At 5000 pixels/sec mouse movement, 500Hz is one coordinate every 10 pixels.
At 5000 pixels/sec mouse movement, 1000Hz is one coordinate every 5 pixels.
These clearly become stroboscopically visible, and this continues to be so for 8000 Hz.
Also, even when we go ultra high Hz (8000 Hz mice on 360Hz monitors) -- mouse microstutter also translates to extra motion blur at high jittering/microstuttering frequencies. Like how a slow piano/harp/guitar string vibrates, and a fast piano/harp/guitar string blurs.
I want to chime in on this point as a person who is currently competitive in Brawlhalla, world champion/top 10 globally 2017/2018, top 30 globally 2019 and "top 30 globally" 2020 (no LANs in 2020... so ignore global ;P)
This is often where I am able to make magic happen in regards to avg input latency / effects of displays and more. 2ms increase or decrease may sound little and unnoticeable especially with keyboard inputs and not mouse motion. (And quite in-fact, unless I was able to use multiple methods of testing, it would be hard/impossible for me to outright ace an A/B test of 2ms with keyboard inputs - mouse motion is probably a bit easier)

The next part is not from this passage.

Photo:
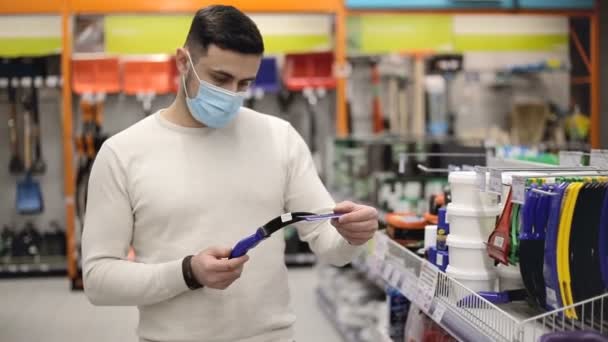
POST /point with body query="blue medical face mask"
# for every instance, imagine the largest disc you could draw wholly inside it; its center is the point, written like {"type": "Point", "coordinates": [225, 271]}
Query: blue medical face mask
{"type": "Point", "coordinates": [213, 106]}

The way I've personally been bothered about latency and ridiculously small numbers (sub-ms stutters, raw 2-10ms input-lag differences etc.) Is primarily due to exactly the paragraph you just wrote. In just within a second I will always do these button presses, just obviously modified to either forward holding or back or whatever the situation needs, but the inputs done is roughly the same (all of these are movement related with the exception of J/K/L which are attacks)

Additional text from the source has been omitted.